In the land beyond the Beltway, well beyond the reaches of Metro and far past the carpool lanes, there is a whole lot of Virginia without a whole lot of traffic. Nelson County in Central Virginia, for example, got its first traffic light just a couple of weeks ago.
"The way I look at it, it seems that it really is a huge amount of time, a huge amount of fuel people waste," sitting in traffic in Northern Virginia, said Del. Robert Hurt, a Republican from rural Pittsylvania County who opposes plans to raise taxes to fund transportation. "But that's not our issue."

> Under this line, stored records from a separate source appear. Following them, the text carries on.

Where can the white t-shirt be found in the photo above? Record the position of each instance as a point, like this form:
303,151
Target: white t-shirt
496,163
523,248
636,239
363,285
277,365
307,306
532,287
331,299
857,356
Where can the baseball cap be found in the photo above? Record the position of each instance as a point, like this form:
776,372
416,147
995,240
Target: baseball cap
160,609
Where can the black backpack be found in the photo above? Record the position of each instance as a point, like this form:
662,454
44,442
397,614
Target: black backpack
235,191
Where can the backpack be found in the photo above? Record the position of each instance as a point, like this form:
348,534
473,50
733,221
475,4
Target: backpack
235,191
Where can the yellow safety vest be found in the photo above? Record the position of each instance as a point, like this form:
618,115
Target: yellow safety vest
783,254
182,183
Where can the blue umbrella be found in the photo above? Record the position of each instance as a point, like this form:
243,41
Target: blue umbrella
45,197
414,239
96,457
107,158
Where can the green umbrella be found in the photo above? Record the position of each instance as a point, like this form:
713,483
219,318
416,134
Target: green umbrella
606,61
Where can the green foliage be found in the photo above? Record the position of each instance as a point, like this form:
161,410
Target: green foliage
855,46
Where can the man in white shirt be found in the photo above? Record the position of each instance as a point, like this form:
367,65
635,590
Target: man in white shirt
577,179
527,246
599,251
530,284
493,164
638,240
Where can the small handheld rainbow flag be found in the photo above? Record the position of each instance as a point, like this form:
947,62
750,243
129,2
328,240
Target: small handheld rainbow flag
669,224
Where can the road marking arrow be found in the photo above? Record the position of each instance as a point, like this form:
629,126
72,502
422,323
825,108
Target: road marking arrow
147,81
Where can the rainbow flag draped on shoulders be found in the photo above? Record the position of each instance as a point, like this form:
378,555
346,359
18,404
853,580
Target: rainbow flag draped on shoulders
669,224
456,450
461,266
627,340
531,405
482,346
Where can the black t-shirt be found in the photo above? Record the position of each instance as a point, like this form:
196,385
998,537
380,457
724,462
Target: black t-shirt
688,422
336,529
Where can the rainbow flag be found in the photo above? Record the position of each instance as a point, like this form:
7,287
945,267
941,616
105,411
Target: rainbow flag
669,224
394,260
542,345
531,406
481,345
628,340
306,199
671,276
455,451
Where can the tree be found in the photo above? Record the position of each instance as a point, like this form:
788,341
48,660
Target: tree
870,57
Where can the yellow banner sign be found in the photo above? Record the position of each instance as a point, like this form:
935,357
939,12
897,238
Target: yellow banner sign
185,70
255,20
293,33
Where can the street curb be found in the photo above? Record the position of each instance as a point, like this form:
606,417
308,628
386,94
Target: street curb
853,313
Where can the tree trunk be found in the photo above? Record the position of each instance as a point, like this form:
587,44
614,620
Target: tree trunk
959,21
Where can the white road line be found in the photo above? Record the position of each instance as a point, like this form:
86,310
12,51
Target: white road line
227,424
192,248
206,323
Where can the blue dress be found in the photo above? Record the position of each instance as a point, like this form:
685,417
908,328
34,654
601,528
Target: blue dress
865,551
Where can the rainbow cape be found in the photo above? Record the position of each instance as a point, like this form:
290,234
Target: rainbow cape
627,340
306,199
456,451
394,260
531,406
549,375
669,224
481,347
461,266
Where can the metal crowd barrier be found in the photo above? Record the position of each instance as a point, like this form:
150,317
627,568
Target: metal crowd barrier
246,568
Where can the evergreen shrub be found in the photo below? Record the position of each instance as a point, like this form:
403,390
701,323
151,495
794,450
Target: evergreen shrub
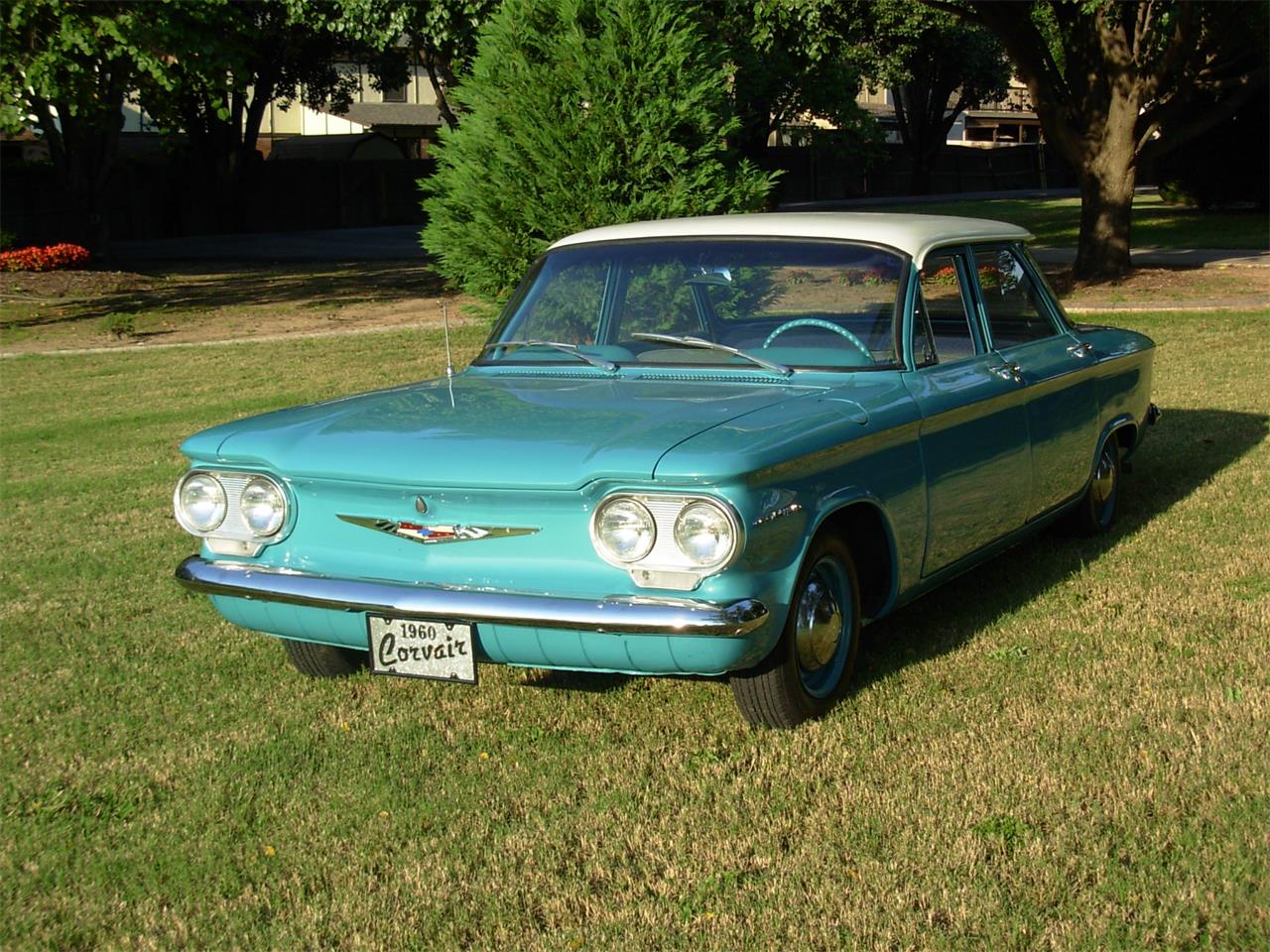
580,113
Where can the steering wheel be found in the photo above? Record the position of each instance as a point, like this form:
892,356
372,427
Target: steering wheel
824,325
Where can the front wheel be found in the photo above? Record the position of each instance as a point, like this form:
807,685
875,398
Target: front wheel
324,660
808,670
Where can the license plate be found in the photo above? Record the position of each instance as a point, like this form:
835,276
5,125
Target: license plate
413,648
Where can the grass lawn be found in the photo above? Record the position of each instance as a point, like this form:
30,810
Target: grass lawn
1057,221
1065,749
194,302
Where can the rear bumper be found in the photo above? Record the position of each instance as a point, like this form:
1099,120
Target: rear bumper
613,615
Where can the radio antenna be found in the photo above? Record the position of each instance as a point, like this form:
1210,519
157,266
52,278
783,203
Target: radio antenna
444,321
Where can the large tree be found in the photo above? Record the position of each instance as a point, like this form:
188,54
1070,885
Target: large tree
1116,84
64,68
937,67
580,113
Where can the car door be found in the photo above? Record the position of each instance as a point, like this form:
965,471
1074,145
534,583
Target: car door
974,421
1053,366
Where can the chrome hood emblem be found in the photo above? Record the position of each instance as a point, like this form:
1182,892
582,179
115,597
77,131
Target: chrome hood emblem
436,535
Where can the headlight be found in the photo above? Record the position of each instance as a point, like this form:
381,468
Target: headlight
263,506
200,503
626,530
703,534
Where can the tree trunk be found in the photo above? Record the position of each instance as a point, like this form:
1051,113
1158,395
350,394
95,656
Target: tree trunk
1107,175
1106,207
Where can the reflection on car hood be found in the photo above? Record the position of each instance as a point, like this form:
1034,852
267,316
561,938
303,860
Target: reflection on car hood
481,430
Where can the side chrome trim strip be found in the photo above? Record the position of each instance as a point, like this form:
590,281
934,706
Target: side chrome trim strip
613,615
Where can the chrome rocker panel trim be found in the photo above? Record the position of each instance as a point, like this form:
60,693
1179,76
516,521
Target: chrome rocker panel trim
613,615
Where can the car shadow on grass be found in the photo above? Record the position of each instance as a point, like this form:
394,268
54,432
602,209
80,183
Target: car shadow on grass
1176,457
589,682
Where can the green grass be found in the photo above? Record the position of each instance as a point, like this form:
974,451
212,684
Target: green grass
1064,749
1057,221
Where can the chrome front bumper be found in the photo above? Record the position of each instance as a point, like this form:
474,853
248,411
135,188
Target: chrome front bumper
613,615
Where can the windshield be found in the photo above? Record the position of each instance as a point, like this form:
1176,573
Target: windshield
780,303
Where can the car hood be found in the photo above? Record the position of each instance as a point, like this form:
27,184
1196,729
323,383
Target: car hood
489,430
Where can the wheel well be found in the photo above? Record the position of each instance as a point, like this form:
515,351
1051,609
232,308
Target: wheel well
861,529
1128,438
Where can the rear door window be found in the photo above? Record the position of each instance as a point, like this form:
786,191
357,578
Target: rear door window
1012,302
951,331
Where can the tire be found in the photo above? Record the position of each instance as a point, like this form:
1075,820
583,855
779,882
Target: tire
1097,508
811,666
324,660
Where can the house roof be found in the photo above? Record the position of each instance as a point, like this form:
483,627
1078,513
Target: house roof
357,145
912,234
391,114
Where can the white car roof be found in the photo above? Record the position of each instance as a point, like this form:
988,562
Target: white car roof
911,234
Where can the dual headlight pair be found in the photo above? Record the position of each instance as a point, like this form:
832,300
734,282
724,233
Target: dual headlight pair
239,506
676,534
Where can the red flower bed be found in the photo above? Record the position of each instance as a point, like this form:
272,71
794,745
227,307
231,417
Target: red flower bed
45,259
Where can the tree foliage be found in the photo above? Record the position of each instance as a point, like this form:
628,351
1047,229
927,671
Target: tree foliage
795,60
937,66
230,60
1116,84
444,32
580,113
66,67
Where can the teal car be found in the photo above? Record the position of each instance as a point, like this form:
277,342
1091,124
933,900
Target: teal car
708,447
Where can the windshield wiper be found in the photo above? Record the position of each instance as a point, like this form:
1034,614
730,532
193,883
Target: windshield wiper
556,345
714,345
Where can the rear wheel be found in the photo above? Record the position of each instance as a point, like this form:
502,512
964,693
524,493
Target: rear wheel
808,670
1097,509
324,660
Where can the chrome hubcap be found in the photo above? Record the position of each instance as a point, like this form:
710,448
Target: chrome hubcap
820,629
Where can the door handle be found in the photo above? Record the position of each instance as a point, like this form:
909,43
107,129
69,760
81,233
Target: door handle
1010,371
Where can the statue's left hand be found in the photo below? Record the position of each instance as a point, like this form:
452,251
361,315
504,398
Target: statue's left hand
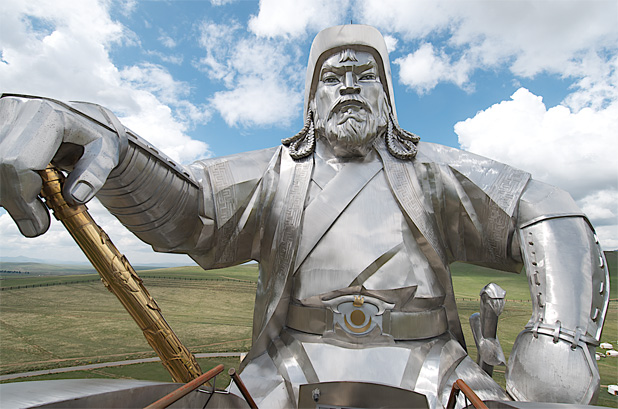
541,370
35,132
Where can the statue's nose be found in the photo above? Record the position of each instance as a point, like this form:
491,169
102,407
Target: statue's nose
349,84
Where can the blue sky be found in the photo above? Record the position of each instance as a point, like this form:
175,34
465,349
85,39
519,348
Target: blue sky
530,83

Gov. Timothy M. Kaine (D) and the state Senate are backing proposals to raise taxes and fees to add about $1 billion a year for transportation projects across the state. They say it is needed to build a modern transportation system from the coast to the mountains. Kaine told the legislature on its final day of the session Saturday to return March 27 for a special session.
"It is definitely a statewide problem," Kaine had said earlier. "This is the biggest obstacle for us having the kind of economy we want to have going forward."
Nevertheless, Kaine, who has held 16 town hall meetings on transportation since his election in November, acknowledged that the "degree of passion is different in different parts of the state."
The House plan aims to satisfy only the most passionate. It uses surpluses and money from other parts of the budget to pay for specific projects, mostly in Northern Virginia and Hampton Roads. House Republicans are opposed to tax increases and say targeted money will suffice.
Much of that money would go to Northern Virginia, where the transportation issue is almost entirely about relieving congestion so people can get to work, home and elsewhere in a timely manner. Business leaders also fear that congestion will constrict the area's expanding economy.
Congestion is also a leading concern in Hampton Roads, where too many drivers cram onto too few bridges and tunnels every day, lawmakers and transportation officials say. Drivers loathe the unpredictability of the water crossings and their lack of options to get around them, especially when summer beach traffic from the Virginia and Carolina shores joins the daily mix.
Elsewhere, however, transportation concerns are more localized and less pressing in people's lives. In Richmond, for example, drivers suffer through regular jams on the primary routes between the suburbs and city's center, but they're mostly minimal and predictable. Rush hour lasts about an hour. In the Washington suburbs, the morning and afternoon congestion stretches for about a third of a day.